Impending Catastrophe and How to Combat It

The following article is from The Great Soviet Encyclopedia (1979). It might be outdated or ideologically biased.

Impending Catastrophe and How to Combat It


(Groziashchaia katastrofa i .kak s nei borot’sia), a work by V. I. Lenin devoted to establishing the economic platform of the Bolshevik Party on the eve of the October Socialist Revolution. The article was written on Sept. 10–14 (23–27), 1917, while Lenin was in hiding in Helsingfors, Finland, and it was printed in October 1917 as a separate pamphlet by the Priboi Publishing House (see Poln. sobr. soch., 5th ed., vol. 34. pp. 151–99).

In Impending Catastrophe and How to Combat It Lenin described the grave economic situation in Russia by the autumn of 1917, which was the result of the criminal predatory rule of the bourgeoisie, the complete inactivity of the ruling Menshevik and Socialist Revolutionary parties, and the continuation of the imperialist war. Lenin wrote that Russia was threatened by an inevitable catastrophe and the complete collapse of production. The bourgeoisie had intentionally and persistently sabotaged production, hoping that the economic chaos and impending famine would help to stifle the revolution and abolish the soviets. Having provided a profound Marxist analysis of the political and economic life of the country, Lenin established the necessity of Russia’s switching to the socialist path of development. Only the organization of a truly revolutionary power and a decisive break with the interests of capital could save the revolution and the country from the impending national catastrophe. At the time the question was whether to perish or to entrust one’s fate to the most revolutionary class—the proletariat. the only class capable of providing the transition to a higher method of production than capitalism.

The imperialist war had greatly accelerated the process of turning monopoly capitalism into state monopoly capitalism, which is the material preparation or threshold for socialism. “The objective process of development is such,” wrote Lenin, “that it is impossible to advance from monopolies . . . without advancing toward socialism. . . . There is no middle course. . . . Socialism is now gazing at us from all the windows of modern capitalism; socialism is outlined directly, practically, by every important measure that constitutes a forward step on the basis of this modern capitalism” (ibid., pp. 192–93).

According to Lenin, the first steps to socialism that the proletariat should take on coming to power included control of the production and distribution of products, nationalization of all the nation’s banks and major capitalist monopolies, confiscation of landlords’ estates, and nationalization of all land in the nation. In addition, he formulated the task of the proletariat and its party for the longer historical period— namely, to catch up with and surpass the economically advanced capitalist nations. “The revolution.” Lenin pointed out, “has resulted in Russia catching up in a few months with the advanced countries, as far as her political structure is concerned. But that is not enough. The war is inexorable: it puts the alternative with ruthless severity: either perish or overtake and surpass the advanced countries economically as well .... Perish or forge full steam ahead. That is the alternative put by history” (ibid., p. 198).

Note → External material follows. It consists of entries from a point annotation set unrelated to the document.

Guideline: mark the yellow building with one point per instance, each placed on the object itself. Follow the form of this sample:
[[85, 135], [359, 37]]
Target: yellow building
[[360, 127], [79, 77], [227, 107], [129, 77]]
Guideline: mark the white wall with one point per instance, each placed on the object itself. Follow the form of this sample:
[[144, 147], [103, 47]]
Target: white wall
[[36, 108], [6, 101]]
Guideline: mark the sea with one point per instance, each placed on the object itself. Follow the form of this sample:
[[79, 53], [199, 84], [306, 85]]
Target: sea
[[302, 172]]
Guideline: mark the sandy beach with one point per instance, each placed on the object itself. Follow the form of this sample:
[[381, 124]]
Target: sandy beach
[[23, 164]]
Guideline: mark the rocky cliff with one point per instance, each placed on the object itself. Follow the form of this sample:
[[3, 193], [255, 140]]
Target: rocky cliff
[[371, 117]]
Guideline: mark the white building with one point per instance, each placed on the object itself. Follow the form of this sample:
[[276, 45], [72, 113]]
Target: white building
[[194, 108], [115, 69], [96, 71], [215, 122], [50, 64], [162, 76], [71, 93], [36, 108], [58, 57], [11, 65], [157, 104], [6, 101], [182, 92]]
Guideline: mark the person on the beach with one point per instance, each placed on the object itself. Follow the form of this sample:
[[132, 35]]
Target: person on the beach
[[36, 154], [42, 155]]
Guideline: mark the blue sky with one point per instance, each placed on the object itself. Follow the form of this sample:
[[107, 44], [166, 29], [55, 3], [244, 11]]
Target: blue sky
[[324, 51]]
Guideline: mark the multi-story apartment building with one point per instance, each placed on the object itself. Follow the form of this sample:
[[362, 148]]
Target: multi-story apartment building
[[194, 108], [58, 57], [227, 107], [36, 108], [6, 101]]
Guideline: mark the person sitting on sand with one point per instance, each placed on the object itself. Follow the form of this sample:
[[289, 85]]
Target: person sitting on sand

Lenin’s work armed the Bolshevik Party with a clear plan for saving the nation from the impending economic catastrophe. In the work Lenin posed the historic task of a fundamental transformation of Russia—of overcoming Russia’s lag behind the advanced capitalist nations in economic terms and turning the country into a developed and powerful socialist state. Lenin’s work played an enormous role in preparing the Russian working class and its party for the socialist revolution. After the victory of the October Revolution, the work became a basic document of the Bolsheviks in their struggle for the complete and final victory of socialism. Lenin’s work is a guide to action for the Communist and worker’s parties of the socialist nations, which are struggling to build a developed socialist society. The Communists of the capitalist nations are guided in their struggle for democracy and socialism by the ideas in the book and the Leninist principles of analyzing a concrete historical situation.